The Court of Appeal was told earlier this year that Blanchard had been an accountant working in Spain for Mohamed Derbah but in 2001 he had brought to the attention of Spanish police a timeshare fraud allegedly being committed by Mr Derbah and provided witness statements which led to his arrest. Judges overturned a ruling of 2020 that he should face prosecution in Spain. Blanchard said afterwards that he was now planning to appeal against his UK conviction for fraud in 2008.
In his book, Blanchard tells how he worked as a freelance corporate adviser to Mr Derbah but became increasingly concerned about possible fraud and decided to contact the Spanish authorities via Scotland Yard.

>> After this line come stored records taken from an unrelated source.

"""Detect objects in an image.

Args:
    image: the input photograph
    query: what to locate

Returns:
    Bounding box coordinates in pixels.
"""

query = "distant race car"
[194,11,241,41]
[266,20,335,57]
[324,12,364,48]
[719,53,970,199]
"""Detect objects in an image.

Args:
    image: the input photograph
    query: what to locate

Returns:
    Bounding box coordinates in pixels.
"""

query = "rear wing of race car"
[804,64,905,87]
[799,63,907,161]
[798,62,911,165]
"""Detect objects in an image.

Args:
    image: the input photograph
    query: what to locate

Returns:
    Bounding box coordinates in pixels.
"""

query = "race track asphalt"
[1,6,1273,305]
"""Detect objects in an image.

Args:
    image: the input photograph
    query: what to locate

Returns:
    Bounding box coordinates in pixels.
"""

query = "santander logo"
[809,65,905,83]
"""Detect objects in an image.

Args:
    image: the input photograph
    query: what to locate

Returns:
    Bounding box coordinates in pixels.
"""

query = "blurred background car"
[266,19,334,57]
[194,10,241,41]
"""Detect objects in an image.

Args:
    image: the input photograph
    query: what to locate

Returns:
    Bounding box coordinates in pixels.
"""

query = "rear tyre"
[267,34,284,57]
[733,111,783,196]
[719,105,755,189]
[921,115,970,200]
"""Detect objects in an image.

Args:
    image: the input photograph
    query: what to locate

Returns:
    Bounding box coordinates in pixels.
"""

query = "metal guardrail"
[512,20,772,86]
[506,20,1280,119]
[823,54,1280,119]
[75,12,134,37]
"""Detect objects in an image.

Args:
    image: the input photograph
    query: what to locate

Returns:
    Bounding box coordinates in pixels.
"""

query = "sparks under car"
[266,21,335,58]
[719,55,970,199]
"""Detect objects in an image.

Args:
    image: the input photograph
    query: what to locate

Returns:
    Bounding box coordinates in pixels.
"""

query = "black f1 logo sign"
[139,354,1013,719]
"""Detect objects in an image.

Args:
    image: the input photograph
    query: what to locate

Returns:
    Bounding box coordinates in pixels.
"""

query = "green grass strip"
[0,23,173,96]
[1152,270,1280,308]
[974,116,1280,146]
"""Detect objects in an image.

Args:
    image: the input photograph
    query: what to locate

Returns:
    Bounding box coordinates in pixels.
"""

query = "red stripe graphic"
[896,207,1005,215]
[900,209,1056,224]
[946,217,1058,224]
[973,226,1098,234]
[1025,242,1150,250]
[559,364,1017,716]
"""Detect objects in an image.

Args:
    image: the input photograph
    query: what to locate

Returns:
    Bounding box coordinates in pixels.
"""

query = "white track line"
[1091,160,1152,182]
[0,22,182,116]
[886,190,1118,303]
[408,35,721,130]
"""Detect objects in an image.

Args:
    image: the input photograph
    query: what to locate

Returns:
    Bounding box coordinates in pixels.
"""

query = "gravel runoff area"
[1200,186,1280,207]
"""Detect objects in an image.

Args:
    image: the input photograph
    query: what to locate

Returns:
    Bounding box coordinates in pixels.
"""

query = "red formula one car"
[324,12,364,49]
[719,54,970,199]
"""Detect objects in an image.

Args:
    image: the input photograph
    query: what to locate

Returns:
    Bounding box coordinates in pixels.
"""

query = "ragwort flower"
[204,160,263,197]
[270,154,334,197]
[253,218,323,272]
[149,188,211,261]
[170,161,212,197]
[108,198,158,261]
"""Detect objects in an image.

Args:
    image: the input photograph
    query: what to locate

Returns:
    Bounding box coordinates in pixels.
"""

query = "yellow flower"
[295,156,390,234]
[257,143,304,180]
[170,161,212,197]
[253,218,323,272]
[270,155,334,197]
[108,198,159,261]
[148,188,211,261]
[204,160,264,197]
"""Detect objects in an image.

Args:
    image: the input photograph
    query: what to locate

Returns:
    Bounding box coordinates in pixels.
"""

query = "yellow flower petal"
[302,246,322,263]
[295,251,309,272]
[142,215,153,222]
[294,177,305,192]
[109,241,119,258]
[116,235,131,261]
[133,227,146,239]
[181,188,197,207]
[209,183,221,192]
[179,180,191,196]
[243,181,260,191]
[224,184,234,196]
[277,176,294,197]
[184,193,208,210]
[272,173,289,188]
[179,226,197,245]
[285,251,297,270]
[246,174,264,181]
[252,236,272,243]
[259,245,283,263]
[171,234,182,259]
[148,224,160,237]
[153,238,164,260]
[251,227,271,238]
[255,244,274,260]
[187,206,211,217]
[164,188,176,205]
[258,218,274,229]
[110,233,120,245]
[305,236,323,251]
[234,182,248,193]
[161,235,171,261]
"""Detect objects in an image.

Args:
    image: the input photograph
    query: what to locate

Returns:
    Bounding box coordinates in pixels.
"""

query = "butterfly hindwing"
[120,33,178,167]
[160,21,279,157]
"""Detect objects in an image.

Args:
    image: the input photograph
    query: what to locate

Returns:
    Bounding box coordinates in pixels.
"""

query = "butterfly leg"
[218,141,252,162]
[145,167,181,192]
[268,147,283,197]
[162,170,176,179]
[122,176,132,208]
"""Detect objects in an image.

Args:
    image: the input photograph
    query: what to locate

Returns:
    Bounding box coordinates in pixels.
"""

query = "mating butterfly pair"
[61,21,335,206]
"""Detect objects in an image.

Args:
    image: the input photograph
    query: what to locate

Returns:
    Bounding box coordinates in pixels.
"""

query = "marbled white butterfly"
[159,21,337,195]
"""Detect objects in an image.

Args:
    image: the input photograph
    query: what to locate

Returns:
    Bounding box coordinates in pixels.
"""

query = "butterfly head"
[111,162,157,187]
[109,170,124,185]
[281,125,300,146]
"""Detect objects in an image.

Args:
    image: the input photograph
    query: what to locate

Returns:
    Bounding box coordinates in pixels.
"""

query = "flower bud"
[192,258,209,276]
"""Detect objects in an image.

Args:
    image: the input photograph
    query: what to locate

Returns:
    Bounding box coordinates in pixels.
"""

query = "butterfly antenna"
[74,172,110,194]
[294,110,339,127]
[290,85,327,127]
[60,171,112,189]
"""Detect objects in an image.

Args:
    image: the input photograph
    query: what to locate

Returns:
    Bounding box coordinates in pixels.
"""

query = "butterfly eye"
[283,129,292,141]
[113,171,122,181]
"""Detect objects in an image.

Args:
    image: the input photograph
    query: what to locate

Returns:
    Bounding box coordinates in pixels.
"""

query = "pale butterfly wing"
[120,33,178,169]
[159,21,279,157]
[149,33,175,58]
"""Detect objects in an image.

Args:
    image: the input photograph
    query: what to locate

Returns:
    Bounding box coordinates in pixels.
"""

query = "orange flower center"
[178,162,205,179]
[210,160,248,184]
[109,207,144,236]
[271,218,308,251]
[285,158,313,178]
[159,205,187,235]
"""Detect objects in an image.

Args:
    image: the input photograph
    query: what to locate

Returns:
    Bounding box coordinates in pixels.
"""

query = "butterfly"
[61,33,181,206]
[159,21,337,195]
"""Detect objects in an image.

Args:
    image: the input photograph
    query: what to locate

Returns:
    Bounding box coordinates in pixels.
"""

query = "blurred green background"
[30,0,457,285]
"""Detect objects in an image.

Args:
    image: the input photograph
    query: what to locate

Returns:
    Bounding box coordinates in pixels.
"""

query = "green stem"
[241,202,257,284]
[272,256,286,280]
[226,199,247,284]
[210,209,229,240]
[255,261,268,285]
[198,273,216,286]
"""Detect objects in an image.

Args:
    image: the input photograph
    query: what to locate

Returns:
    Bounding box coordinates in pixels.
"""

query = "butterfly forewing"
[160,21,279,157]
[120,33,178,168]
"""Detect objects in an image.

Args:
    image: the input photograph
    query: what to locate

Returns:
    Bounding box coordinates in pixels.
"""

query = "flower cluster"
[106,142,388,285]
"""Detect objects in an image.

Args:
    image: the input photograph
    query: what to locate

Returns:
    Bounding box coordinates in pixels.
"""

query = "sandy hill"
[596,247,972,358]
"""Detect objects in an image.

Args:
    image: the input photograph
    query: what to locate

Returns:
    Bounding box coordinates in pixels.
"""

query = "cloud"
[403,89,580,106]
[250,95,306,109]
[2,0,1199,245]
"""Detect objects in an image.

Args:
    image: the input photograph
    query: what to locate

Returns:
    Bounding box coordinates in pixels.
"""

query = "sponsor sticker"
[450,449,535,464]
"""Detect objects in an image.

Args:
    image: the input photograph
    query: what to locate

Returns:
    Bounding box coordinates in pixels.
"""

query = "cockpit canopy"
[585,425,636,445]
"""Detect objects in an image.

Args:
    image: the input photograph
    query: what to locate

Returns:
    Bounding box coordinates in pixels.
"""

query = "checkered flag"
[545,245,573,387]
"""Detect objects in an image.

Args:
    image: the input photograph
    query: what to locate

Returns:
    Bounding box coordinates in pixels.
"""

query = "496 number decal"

He says London detectives put him in touch with a Spanish intelligence service officer and he flew out to meet him at a hotel in Madrid. He was then taken in a convoy to Spain’s intelligence service HQ - "the nerve centre of its entire information gathering, surveillance and spying operations".
He says he was told he was not viewed as a suspect or co-conspirator but as a potential prosecution witness, and he handed over entire files displaying the accounts for some of Mr Derbah’s firms, and signed a 15 page statement.
He says that in one conversation, an officer told him: "We would like you to work for our intelligence services, Paul. We have much confidence in you as a businessman and you have shown your loyalty to Spain...we view you as a credible witness, someone we can work with.”
He also tells how, in July 2004, after he was arrested on suspicion of fraud, he told a special branch officer at York police station that he was a witness against Mr Debrah and had been working with Spanish intelligence monitoring possible terror finance. He says he subsequently met with and outlined details to an MI5 official at the Hilton hotel in York.